¾cupgranulated sugar plus extra for sprinkling on the crust
2tablespoonsVermont maple syrup
1teaspoonvanilla extract or vanilla bean paste
Make the dough:
Combine the flour, confectioner's sugar and salt in a large bowl.
Slice the cold butter into very small cubes, about ¼-inch sized. Work these into the flour using a pastry blender until the mixture is coarse.
Add 3 tablespoons ice water to the mixture and use a spoon to toss it together. Add more ice water 1 tablespoon at a time, tossing it together with the flour-butter mixture with the spoon. Add water until the dough is moist enough to hold together when you squeeze some in your hand.
Turn the contents of the bowl out onto a lightly floured surface, and knead gently 4-5 times: flatten it with the heel of your hand, fold up from the bottom, turn one-quarter turn and repeat. Do not over-knead the dough. Stop when the dough has just come together.
Divide the dough in half. Flatten each half slightly with the palm of your hand. Wrap one of the disks in plastic wrap and place it in the fridge to chill.
Divide the other disk into 3 portions. Wrap one of the portions and put it into the fridge (this will be for the white stars.)
Flatten out one of the other portions and add a few drops of red food coloring. Fold the dough over the food coloring, then knead and pull the dough to distribute the color through it. Aim to have streaks of red through the dough, but only spend a few minutes handling the dough: any longer will cause the butter in the dough to melt. Wrap the red portion in plastic and place it in the fridge.
Repeat these steps with the third portion of dough and the blue food coloring, wrapping and refrigerating it when you're done. Let all of the doughs chill for 30 minutes.
Prepare the filling:
Into a large saucepan, add the cherries, blueberries, the ¾ cup of granulated sugar, cornstarch, maple syrup and vanilla. Stir to combine the ingredients, then place the pan over medium heat. Bring the mixture to a simmer, stirring it every few minutes as it heats up. Once the mixture comes to a simmer, cook it for 1 minute, stirring constantly. The filling should thicken up very quickly at this point. Remove the pan from the heat and allow the filling to cool.
Prep the crust and stars:
After the dough has chilled for 30 minutes, remove the large wrapped disk from the fridge. Roll it out on a lightly floured surface into a circle, about 13-inches in diameter and to a ¼-inch thickness. Carefully lift the dough circle and fit it into the tart pan.
Press the dough into the bottom and sides of the pan. Roll your rolling pin over the edges of the pan to trim off the excess overhang. Loosely line the dough in the pan with plastic wrap and place the pan in the freezer to chill.

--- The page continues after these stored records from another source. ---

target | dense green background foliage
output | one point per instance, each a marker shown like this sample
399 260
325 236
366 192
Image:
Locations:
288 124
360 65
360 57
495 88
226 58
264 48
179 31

Take out the red, white and blue portions of dough. Roll them out thinner than you rolled the bottom crust, to about ⅛ inch. Use a small star-shaped cookie cutter to cut out red stars, blue stars and white stars (I did 10 of each.) Place the stars on a plastic-wrap lined plate, cover them and place the plate in the freezer to chill.
Assemble the tart:
Preheat the oven to 350° F. Move the oven rack into the lower third of the oven. Remove the pan with the bottom crust from the freezer.
Pour the cooled filling into the crust and smooth it to an even layer. Remove the plate with the stars from the freezer. Arrange the stars decoratively over the top of the filling.
Use a pastry brush and a small cup of water to gently dot each star with a little water, just to moisten the surface. Once this is done, sprinkle the stars with granulated sugar.
Bake the tart for 45-50 minutes. It will be done when the filling is bubbling and the edges of the crust are lightly browned. Remove the tart to a cooling rack.
Once the tart has cooled for about 30-40 minutes, remove the outer ring. Use a large spatula to help move/slide the tart off the bottom disk onto a flat serving platter.
The filling will hold up better if the tart is completely cooled before slicing it. Makes 6-8 servings.
The idea of making pie or tart crust from scratch is daunting to many people, but it’s not as difficult as it seems. Keep your ingredients cold, and knead the dough only until it just comes together. Chill the dough before fitting it into the pan. Once you’ve tried it the process gets easier and easier, and tastes so much better than store-bought!
I recommend gel or ultra-concentrated food colorings, because they give much brighter and deeper shades than regular liquid food coloring. You can find these online or in craft stores that sell cake decorating supplies. Liquid food coloring is fine too, but just know that the colors will be weaker in the finished products.
The trick in coloring the dough is to knead the food coloring in quickly and lightly - to try the work the color in before the butter in the dough begins to melt.
The food coloring will get on your hands as you add it to the dough. It washes off fairly easily but you can always wear gloves for this step to avoid this.
Don't skip the step of cooking the fruit before filling the tart: cooking helps concentrate and thicken the juices so the filling stays put when the finished tart is sliced.
Consider baking this tart up the night before or morning of your gathering. It can cut and served while warm, but the filling will hold together better if it's allowed to cool. Warm or cool, it has a lovely sweet flavor!